Try as I might, this is not happening – there is no way I’m managing to clamber up this bit of wall and leap over on to our balcony – the wall is soaking wet from the pool water, it’s too slippery and I can’t get any purchase… someone else seems to manage this with complete ease, however and I’m left, crouched on the wall. It’s at this point I realise that I can’t get down either. It’s too far to jump and I can’t climb down either, as my feet are nowhere near the floor if I hang over the edge. HELP! Because I’ve had a few drinks, I start to find this pretty amusing, and soon enough I’m laughing to myself, crouched on the wall alone, soaking wet from the pool. I’ve laughed so much now, that I need a wee again and I’m very much struggling to hold it in, in my current position – crouched on a high wall, in fits of laughter, whilst feeling nervous about never being able to get down and dying on top of this wall.

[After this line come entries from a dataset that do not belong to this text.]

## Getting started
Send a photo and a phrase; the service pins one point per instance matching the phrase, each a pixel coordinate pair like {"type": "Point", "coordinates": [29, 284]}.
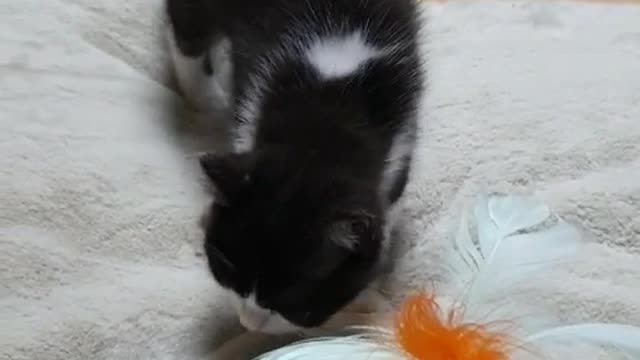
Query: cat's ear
{"type": "Point", "coordinates": [350, 228]}
{"type": "Point", "coordinates": [228, 175]}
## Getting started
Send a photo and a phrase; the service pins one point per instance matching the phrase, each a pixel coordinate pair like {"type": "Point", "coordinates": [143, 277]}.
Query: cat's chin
{"type": "Point", "coordinates": [273, 325]}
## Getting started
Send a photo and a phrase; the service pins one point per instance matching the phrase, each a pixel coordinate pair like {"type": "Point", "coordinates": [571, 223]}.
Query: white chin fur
{"type": "Point", "coordinates": [255, 318]}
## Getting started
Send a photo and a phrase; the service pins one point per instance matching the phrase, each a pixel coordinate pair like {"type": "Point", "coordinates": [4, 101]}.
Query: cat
{"type": "Point", "coordinates": [325, 96]}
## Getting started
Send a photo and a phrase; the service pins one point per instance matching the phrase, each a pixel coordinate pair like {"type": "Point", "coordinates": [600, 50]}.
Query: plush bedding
{"type": "Point", "coordinates": [100, 193]}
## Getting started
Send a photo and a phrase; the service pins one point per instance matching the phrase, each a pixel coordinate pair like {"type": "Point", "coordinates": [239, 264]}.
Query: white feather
{"type": "Point", "coordinates": [623, 337]}
{"type": "Point", "coordinates": [335, 348]}
{"type": "Point", "coordinates": [510, 248]}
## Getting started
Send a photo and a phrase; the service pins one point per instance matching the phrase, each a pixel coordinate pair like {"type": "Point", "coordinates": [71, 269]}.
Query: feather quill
{"type": "Point", "coordinates": [510, 247]}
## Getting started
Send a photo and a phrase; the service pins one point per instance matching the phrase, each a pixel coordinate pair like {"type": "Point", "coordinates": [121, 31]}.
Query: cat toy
{"type": "Point", "coordinates": [515, 239]}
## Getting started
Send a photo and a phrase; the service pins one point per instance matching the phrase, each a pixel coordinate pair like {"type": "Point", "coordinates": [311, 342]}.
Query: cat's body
{"type": "Point", "coordinates": [325, 95]}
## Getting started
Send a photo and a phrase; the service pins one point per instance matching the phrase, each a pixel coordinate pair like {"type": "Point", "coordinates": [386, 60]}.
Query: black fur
{"type": "Point", "coordinates": [319, 154]}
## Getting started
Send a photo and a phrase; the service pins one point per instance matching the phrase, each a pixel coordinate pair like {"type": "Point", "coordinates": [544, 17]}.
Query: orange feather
{"type": "Point", "coordinates": [425, 333]}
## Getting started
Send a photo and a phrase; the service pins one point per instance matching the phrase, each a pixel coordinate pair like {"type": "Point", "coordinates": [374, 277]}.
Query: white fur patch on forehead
{"type": "Point", "coordinates": [340, 56]}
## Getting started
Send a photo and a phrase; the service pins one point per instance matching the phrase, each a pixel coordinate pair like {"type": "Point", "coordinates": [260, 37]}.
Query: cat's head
{"type": "Point", "coordinates": [293, 246]}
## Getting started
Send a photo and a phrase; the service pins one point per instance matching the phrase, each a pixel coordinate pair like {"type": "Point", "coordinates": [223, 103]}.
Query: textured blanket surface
{"type": "Point", "coordinates": [100, 253]}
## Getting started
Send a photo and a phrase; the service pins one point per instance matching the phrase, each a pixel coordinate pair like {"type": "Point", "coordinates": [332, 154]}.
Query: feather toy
{"type": "Point", "coordinates": [515, 238]}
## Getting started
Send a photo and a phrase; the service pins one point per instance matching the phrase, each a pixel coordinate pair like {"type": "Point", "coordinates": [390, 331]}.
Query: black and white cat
{"type": "Point", "coordinates": [325, 96]}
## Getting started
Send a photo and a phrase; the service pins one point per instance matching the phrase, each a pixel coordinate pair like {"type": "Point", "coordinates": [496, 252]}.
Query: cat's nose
{"type": "Point", "coordinates": [253, 318]}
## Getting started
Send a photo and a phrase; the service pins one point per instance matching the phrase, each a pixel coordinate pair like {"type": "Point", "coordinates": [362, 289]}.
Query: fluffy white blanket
{"type": "Point", "coordinates": [100, 194]}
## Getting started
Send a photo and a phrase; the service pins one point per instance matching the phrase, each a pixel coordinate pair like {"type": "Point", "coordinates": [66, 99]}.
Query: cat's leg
{"type": "Point", "coordinates": [200, 54]}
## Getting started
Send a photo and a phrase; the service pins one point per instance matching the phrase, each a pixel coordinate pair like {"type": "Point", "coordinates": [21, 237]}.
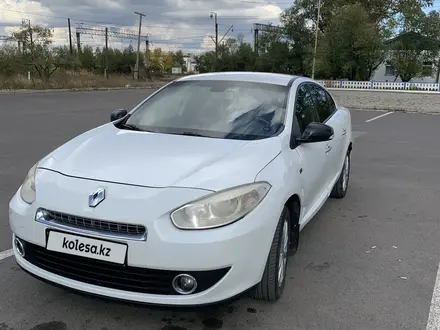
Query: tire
{"type": "Point", "coordinates": [272, 284]}
{"type": "Point", "coordinates": [340, 188]}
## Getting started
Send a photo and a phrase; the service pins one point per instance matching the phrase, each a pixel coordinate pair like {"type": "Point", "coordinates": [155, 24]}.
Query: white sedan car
{"type": "Point", "coordinates": [195, 196]}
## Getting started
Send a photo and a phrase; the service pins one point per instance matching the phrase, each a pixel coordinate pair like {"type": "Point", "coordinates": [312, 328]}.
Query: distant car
{"type": "Point", "coordinates": [194, 196]}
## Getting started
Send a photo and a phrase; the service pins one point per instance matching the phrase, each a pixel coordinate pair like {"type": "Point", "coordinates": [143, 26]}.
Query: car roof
{"type": "Point", "coordinates": [260, 77]}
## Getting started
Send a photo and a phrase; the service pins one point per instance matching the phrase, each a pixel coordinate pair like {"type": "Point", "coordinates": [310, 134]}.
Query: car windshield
{"type": "Point", "coordinates": [218, 109]}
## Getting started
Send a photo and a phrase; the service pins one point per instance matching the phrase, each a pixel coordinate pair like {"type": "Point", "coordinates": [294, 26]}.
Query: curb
{"type": "Point", "coordinates": [402, 110]}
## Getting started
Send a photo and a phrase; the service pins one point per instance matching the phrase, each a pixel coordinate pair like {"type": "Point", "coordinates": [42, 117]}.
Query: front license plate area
{"type": "Point", "coordinates": [86, 247]}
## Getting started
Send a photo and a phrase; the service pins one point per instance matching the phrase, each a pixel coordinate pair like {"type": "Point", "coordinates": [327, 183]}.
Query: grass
{"type": "Point", "coordinates": [81, 80]}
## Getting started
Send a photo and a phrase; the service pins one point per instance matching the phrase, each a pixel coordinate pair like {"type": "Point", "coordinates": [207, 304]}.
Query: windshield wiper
{"type": "Point", "coordinates": [192, 134]}
{"type": "Point", "coordinates": [135, 128]}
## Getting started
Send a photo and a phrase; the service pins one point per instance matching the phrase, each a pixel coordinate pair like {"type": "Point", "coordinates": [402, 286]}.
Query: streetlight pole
{"type": "Point", "coordinates": [139, 44]}
{"type": "Point", "coordinates": [214, 14]}
{"type": "Point", "coordinates": [316, 39]}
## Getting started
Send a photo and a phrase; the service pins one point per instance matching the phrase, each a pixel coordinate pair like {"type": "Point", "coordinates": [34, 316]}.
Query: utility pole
{"type": "Point", "coordinates": [214, 15]}
{"type": "Point", "coordinates": [28, 22]}
{"type": "Point", "coordinates": [256, 41]}
{"type": "Point", "coordinates": [139, 44]}
{"type": "Point", "coordinates": [78, 42]}
{"type": "Point", "coordinates": [106, 53]}
{"type": "Point", "coordinates": [70, 37]}
{"type": "Point", "coordinates": [316, 39]}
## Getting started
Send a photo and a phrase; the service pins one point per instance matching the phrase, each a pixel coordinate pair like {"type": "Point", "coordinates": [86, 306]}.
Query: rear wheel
{"type": "Point", "coordinates": [272, 284]}
{"type": "Point", "coordinates": [341, 186]}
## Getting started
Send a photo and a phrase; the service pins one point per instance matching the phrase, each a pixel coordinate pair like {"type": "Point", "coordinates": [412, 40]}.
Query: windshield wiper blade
{"type": "Point", "coordinates": [192, 134]}
{"type": "Point", "coordinates": [135, 128]}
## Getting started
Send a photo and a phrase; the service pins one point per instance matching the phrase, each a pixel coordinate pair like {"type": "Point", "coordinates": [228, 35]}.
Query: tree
{"type": "Point", "coordinates": [352, 46]}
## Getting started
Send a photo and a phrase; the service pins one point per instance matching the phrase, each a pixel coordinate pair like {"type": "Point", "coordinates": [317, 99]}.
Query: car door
{"type": "Point", "coordinates": [328, 114]}
{"type": "Point", "coordinates": [312, 155]}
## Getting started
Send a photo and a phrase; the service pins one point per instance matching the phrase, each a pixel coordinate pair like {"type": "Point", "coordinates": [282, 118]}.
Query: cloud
{"type": "Point", "coordinates": [170, 24]}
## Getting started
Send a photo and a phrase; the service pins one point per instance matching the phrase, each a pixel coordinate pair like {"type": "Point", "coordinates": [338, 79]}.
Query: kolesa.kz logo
{"type": "Point", "coordinates": [88, 248]}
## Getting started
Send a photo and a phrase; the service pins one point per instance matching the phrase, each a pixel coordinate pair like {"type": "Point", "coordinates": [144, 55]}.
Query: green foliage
{"type": "Point", "coordinates": [351, 37]}
{"type": "Point", "coordinates": [352, 43]}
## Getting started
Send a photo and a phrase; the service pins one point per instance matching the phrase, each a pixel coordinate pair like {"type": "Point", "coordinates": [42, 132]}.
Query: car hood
{"type": "Point", "coordinates": [148, 159]}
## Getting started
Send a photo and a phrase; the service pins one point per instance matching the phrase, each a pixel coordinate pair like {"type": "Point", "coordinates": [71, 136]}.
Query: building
{"type": "Point", "coordinates": [386, 71]}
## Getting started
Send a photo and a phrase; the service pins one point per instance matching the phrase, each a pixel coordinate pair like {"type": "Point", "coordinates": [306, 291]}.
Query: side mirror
{"type": "Point", "coordinates": [316, 132]}
{"type": "Point", "coordinates": [118, 114]}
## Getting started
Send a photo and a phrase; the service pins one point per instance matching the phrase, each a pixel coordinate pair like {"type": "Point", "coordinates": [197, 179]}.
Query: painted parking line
{"type": "Point", "coordinates": [377, 117]}
{"type": "Point", "coordinates": [6, 254]}
{"type": "Point", "coordinates": [434, 312]}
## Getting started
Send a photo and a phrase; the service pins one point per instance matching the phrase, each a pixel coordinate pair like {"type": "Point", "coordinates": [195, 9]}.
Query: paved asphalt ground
{"type": "Point", "coordinates": [368, 261]}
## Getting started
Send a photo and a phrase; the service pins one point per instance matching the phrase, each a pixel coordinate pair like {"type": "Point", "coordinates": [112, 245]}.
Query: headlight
{"type": "Point", "coordinates": [27, 191]}
{"type": "Point", "coordinates": [221, 208]}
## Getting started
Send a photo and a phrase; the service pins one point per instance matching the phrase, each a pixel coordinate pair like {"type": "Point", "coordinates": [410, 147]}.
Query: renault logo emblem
{"type": "Point", "coordinates": [97, 197]}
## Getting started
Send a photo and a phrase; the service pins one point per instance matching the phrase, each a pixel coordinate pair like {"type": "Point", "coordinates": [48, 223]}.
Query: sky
{"type": "Point", "coordinates": [170, 24]}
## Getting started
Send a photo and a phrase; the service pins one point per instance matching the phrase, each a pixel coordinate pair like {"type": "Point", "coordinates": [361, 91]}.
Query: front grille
{"type": "Point", "coordinates": [120, 277]}
{"type": "Point", "coordinates": [94, 224]}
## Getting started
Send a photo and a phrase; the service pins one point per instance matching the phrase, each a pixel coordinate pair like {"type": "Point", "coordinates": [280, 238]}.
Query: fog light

My companion offers to lift me down, which I abjectly refuse to go along with because A) I don’t want him to have any idea how heavy I am, B) I’m not actually sure if he’s going to be able to lift me down, and I really don’t want to hear him grunt as he takes me weight (because that would be terribly upsetting would most definitely ruin my day) and C) I’m a bit tipsy and I don’t want to fall on him and squash him. After refusing for what was probably around 30 minutes, I’m eventually persuaded that I won’t flatten him into a pancake and I awkwardly half fall/ half jump on to him, clinging to him like one of those little koalas you used to get attached to the pull-cords of lights back in the day. Always glamorous.